Limitations & Future Work

  • Dependency on off-the-shelf 2D detectors makes this a two-stage method where 2D errors propagate (a common limitation in lifting).
  • The likelihood assumption in RPEA (exponentiated negative reprojection error) is a "reasonable but not necessarily exact" approximation; \(\alpha\) and Top-K require tuning.
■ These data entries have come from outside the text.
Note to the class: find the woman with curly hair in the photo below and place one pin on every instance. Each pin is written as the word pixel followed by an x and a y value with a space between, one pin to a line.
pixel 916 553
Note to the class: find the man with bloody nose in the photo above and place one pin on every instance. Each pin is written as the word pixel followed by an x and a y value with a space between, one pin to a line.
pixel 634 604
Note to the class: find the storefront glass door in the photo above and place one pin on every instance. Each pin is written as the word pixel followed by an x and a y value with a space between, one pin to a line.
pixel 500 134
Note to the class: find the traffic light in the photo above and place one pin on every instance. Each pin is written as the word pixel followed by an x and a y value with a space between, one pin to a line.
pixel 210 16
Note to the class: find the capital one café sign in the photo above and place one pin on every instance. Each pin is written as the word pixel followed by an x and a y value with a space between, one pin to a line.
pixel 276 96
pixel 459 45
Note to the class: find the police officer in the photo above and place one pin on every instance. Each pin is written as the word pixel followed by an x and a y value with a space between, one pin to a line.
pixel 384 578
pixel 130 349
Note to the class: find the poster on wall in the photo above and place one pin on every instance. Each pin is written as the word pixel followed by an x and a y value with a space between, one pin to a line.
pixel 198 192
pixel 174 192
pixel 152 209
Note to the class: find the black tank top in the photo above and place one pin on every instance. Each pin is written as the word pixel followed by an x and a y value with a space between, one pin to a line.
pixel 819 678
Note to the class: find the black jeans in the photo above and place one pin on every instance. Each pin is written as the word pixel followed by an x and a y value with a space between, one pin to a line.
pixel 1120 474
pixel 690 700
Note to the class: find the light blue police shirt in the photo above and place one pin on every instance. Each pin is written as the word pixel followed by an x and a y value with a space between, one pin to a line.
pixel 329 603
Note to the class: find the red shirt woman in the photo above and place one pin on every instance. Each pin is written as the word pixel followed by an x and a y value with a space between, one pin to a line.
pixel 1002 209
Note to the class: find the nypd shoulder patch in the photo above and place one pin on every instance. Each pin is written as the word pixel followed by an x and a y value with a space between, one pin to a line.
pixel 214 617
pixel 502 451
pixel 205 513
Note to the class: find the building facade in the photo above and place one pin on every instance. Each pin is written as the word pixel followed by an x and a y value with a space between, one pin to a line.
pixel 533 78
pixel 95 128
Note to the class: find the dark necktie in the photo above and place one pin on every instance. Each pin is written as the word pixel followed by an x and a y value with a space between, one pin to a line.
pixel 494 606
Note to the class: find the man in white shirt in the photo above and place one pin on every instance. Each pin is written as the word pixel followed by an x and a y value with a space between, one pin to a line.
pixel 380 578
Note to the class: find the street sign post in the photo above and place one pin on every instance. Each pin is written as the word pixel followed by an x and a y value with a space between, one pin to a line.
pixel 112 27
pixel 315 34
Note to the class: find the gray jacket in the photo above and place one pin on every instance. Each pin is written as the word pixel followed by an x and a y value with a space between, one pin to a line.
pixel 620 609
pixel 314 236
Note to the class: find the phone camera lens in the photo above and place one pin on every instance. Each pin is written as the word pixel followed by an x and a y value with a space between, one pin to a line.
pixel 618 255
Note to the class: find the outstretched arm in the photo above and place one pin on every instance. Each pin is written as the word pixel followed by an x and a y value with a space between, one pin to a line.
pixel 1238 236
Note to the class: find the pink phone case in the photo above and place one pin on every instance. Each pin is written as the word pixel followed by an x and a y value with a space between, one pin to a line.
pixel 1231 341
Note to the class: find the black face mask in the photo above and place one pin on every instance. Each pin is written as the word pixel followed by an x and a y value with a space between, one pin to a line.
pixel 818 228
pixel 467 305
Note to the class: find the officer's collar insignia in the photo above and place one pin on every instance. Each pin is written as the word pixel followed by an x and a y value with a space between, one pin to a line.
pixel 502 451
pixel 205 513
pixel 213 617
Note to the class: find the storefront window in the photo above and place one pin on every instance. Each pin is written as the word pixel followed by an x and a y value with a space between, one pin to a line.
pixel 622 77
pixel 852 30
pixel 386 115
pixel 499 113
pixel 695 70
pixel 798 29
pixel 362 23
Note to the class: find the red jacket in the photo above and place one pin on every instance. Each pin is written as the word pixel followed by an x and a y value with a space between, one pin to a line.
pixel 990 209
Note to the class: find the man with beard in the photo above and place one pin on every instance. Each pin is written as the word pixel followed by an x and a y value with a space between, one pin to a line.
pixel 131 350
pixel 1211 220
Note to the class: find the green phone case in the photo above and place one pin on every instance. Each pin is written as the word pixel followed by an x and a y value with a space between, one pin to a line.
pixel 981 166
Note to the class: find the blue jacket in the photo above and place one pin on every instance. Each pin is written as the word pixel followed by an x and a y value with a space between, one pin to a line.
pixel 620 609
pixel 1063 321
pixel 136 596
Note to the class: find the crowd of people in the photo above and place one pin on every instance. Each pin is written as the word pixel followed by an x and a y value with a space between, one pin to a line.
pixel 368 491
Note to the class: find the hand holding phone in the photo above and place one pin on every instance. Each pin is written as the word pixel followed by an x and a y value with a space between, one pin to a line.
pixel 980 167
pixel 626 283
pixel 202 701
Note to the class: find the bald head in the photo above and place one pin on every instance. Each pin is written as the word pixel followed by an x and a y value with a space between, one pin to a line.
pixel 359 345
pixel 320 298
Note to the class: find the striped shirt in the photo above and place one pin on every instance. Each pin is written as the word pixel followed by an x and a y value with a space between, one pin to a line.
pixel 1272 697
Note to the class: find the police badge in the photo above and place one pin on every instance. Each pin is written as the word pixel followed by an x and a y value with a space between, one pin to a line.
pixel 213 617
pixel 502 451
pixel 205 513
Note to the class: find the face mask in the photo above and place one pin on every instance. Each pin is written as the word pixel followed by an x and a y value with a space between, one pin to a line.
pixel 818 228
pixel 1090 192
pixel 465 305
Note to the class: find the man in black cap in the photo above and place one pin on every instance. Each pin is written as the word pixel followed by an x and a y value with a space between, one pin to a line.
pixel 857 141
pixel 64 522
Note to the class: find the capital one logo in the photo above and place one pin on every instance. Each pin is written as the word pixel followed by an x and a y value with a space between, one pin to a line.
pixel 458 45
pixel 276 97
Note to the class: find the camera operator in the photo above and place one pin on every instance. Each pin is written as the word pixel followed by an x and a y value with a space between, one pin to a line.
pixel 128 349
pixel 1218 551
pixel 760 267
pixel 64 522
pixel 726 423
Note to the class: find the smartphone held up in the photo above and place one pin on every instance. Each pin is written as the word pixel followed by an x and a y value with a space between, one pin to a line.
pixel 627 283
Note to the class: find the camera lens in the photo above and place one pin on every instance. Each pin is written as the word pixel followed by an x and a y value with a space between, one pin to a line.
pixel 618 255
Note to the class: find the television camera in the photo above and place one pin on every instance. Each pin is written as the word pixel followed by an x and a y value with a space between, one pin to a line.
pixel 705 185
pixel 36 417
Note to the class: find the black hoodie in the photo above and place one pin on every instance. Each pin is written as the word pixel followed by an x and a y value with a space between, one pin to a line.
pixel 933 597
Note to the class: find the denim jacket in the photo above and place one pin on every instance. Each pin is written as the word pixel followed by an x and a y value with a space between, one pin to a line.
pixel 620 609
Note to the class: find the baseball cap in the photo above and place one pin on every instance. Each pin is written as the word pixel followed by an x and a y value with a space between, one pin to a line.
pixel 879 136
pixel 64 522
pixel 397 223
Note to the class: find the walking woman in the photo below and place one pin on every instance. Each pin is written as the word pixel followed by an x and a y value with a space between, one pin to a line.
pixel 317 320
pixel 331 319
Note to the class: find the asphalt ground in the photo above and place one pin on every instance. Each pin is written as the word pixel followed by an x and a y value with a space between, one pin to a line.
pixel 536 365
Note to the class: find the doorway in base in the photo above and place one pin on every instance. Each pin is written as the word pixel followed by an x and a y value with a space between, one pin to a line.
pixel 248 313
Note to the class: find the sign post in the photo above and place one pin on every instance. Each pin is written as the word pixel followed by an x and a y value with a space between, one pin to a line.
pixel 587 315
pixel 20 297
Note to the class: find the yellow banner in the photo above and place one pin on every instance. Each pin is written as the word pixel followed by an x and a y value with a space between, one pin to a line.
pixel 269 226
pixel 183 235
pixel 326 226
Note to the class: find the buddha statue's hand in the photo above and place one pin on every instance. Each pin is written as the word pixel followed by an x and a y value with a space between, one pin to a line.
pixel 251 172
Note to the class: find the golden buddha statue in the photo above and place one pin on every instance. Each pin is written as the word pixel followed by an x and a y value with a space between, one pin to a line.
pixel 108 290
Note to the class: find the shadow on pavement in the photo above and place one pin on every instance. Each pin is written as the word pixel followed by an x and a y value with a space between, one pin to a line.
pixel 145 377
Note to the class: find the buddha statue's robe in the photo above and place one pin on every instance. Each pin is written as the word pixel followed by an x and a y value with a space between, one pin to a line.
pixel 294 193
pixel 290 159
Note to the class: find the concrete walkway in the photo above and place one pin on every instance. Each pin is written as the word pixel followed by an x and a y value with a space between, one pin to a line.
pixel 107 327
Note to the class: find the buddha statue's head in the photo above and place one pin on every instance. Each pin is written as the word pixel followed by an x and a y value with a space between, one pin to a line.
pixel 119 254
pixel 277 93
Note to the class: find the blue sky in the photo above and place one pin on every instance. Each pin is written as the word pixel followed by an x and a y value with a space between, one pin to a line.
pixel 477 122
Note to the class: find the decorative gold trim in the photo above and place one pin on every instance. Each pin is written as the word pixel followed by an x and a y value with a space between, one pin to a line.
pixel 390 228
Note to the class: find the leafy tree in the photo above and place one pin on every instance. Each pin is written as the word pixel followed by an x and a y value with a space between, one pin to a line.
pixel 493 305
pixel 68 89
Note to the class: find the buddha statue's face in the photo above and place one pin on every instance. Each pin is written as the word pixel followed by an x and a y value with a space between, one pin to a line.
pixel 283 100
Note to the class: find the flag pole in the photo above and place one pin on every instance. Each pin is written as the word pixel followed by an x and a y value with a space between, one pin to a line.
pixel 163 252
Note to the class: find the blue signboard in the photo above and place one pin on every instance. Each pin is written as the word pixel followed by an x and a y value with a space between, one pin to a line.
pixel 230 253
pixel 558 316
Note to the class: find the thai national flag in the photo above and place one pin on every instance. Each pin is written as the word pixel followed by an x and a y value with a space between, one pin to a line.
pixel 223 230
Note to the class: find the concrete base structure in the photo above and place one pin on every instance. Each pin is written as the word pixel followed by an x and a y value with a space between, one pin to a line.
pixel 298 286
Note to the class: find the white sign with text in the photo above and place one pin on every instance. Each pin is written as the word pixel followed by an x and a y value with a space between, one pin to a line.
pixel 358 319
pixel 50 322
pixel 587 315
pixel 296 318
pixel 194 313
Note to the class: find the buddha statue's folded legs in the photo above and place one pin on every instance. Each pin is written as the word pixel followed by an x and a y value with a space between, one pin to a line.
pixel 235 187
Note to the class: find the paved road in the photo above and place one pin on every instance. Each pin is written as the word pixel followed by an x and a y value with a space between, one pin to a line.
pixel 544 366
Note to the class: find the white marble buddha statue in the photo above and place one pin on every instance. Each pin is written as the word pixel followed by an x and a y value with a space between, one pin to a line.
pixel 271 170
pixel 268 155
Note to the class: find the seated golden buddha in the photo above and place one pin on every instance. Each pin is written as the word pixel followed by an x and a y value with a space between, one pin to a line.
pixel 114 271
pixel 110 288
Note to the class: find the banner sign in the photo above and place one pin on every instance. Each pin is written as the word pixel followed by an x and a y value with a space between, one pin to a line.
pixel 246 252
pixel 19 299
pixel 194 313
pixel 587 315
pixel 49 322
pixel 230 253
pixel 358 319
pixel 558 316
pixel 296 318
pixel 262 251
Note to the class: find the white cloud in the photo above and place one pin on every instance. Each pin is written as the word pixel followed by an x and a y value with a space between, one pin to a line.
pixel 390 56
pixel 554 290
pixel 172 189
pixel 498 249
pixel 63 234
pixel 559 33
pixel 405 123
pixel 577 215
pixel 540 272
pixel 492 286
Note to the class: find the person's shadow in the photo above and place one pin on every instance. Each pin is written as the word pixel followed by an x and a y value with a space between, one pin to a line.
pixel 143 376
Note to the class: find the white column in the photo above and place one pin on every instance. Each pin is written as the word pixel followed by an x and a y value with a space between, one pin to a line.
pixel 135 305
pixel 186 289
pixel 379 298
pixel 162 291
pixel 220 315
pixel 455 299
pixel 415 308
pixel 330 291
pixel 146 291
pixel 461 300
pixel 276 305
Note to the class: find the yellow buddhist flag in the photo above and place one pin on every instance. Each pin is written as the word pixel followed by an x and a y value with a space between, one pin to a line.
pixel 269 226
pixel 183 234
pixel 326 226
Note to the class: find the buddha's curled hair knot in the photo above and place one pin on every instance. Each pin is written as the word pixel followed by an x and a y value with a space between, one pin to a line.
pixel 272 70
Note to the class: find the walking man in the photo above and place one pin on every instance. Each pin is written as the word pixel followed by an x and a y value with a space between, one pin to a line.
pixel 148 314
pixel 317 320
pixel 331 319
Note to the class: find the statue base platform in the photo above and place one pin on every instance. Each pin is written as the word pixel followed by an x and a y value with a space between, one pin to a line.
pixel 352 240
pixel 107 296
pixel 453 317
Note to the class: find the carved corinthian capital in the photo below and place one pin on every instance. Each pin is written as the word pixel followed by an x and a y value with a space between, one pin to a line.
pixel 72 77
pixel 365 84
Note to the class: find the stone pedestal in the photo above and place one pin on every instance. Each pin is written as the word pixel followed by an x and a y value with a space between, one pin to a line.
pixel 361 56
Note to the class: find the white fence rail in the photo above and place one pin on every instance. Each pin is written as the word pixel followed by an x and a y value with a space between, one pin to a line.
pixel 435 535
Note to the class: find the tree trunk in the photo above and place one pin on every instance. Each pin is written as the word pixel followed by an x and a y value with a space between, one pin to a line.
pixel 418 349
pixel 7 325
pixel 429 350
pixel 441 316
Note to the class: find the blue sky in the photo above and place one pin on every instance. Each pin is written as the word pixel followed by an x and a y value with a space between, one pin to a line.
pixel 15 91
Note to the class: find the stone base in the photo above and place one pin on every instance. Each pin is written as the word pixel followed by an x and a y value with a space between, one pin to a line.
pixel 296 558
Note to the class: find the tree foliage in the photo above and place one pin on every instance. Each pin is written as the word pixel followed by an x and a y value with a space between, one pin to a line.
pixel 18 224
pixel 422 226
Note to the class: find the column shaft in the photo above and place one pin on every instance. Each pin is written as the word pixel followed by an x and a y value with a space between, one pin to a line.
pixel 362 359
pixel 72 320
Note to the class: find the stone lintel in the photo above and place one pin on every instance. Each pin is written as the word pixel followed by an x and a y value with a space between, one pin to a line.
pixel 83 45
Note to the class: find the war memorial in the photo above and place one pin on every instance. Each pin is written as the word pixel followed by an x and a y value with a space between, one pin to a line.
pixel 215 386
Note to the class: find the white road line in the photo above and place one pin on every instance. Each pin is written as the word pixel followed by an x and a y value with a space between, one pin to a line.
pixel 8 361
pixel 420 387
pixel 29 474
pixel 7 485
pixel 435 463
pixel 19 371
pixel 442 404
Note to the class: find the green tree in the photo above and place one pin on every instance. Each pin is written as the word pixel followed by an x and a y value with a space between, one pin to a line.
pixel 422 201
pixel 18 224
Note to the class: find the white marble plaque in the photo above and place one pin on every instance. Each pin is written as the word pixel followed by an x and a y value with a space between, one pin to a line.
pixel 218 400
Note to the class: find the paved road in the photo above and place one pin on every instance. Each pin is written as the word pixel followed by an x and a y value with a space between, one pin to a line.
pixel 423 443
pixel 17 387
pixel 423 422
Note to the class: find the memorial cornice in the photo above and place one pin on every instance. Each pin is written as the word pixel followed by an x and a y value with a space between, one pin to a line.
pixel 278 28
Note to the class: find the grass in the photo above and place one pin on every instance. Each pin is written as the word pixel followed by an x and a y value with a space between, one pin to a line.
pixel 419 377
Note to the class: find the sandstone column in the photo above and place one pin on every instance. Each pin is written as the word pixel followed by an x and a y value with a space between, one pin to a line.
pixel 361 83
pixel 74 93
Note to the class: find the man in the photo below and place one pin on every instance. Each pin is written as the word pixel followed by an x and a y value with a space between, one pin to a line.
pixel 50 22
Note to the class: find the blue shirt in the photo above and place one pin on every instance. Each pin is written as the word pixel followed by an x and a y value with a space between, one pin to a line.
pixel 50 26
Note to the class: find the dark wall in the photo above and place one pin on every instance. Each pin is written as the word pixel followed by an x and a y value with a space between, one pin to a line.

Note: Camera parameters/projection details were not fully elaborated in the main text.
  • Animal experiments did not utilize RPEA, and the impact of multi-hypothesis gains in that domain requires further study.
  • Future work could explore single-step velocity fields (as FM can theoretically support single-step sampling) and incorporate more geometric priors beyond FHA into hypothesis generation.
  • vs. DiffPose / D3DP (Diffusion-based): Both perform probabilistic lifting, but diffusion learns stochastic SDEs (10–15 steps). This work learns deterministic ODE velocity fields (3 steps), yielding better accuracy (47.3 vs 49.7 mm) and 5× faster speed. RPEA replaces the uniform averaging used in DiffPose.
  • vs. JPMA (Aggregation in D3DP): JPMA selects a single "best" joint/pose, saturating with large \(N\) and breaking structure in joint-wise mode. RPEA uses weighted posterior expectation over Top-K candidates, which is theoretically closer to Bayesian optimality and maintains skeletal consistency.
  • vs. CVAE / NF / GAN (Other Probabilistic): FM offers a simpler training objective (single CFM regression loss) and faster deterministic sampling, avoiding GAN instability, NF architectural constraints, or CVAE diversity issues.

Rating

  • Novelty: ⭐⭐⭐⭐⭐ First application of Flow Matching to 2D-to-3D pose lifting with a Bayesian-motivated RPEA module.
  • Experimental Thoroughness: ⭐⭐⭐⭐ Coverage of two human and two animal datasets, speed benchmarks, and aggregation comparisons; some metrics (P-MPJPE) are reserved for the supplement.
  • Writing Quality: ⭐⭐⭐⭐⭐ Clear derivations ranging from FM mechanisms to RPEA's Bayesian justification.
  • Value: ⭐⭐⭐⭐⭐ Balances accuracy and real-time performance (160 FPS), providing a more practical paradigm for probabilistic 3D pose estimation than diffusion.